The CitySpend Fiscal Health Score combines six factors into one composite, drawn from the U.S. Census Bureau Annual Survey of State and Local Government Finances: budget balance and reserves (25%), debt burden per capita versus peer median (20%), pension funded ratio from the Public Plans Database (20%), spending efficiency (15%), revenue diversity (10%), and three-year trend direction (10%). Best-practice weighting follows guidance from the Government Finance Officers Association (GFOA). Read the full methodology.

Aurora, CO spends $17,400 per resident on city services, $6.7B in total. Per the U.S. Census Bureau Annual Survey of State and Local Government Finances, the largest per-capita line items are Parks & Recreation ($1,299), Fire Protection ($785), Health ($185). CitySpend's Fiscal Health Score for Aurora is B (66/100), a solid reading versus its 89 peer cities.

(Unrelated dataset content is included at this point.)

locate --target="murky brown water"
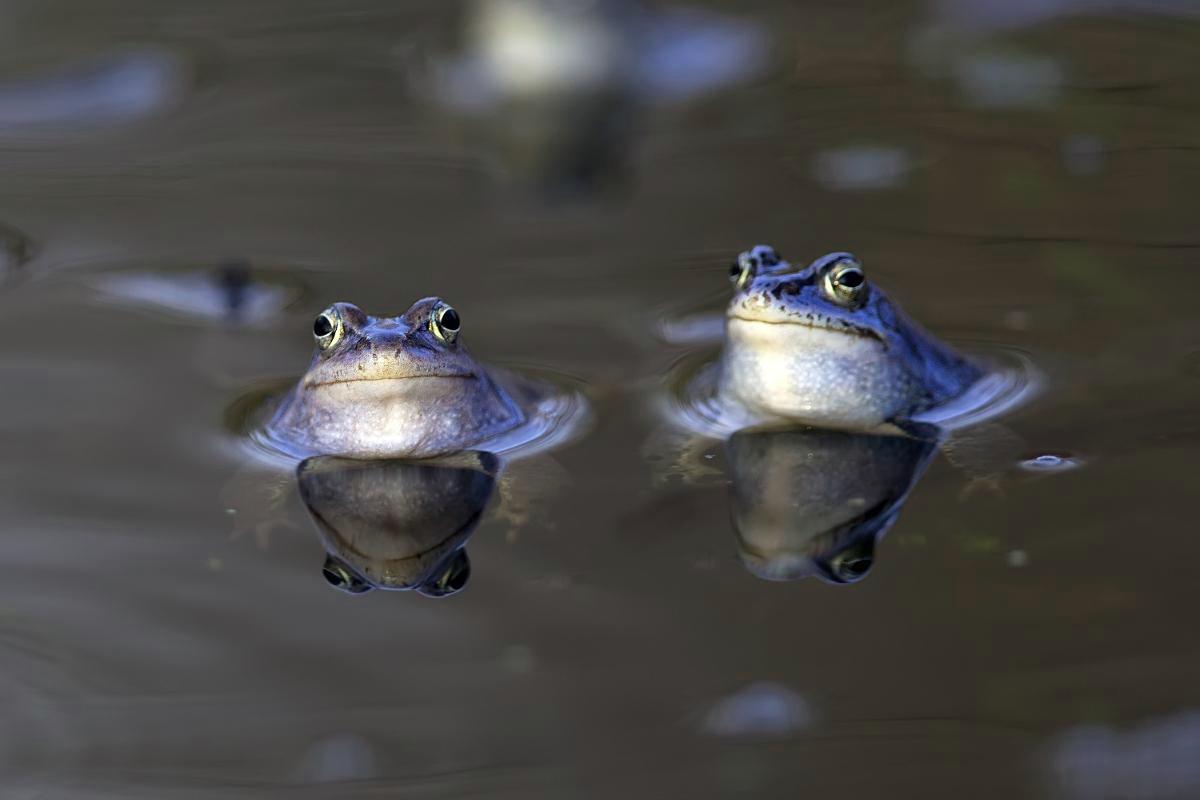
[7,0,1200,798]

The data source behind this answer is the Census Annual Survey of State and Local Government Finances. Every figure on the page traces back to that source; the methodology page describes the inputs and the refresh cadence in full detail.

A practical caveat: the headline answer above reflects the most recent the Census Annual Survey of State and Local Government Finances vintage; underlying data is often revised for months after first publication, and the right reference for any specific decision is whichever vintage is current at the time of the decision. The as-of date is stamped on every page.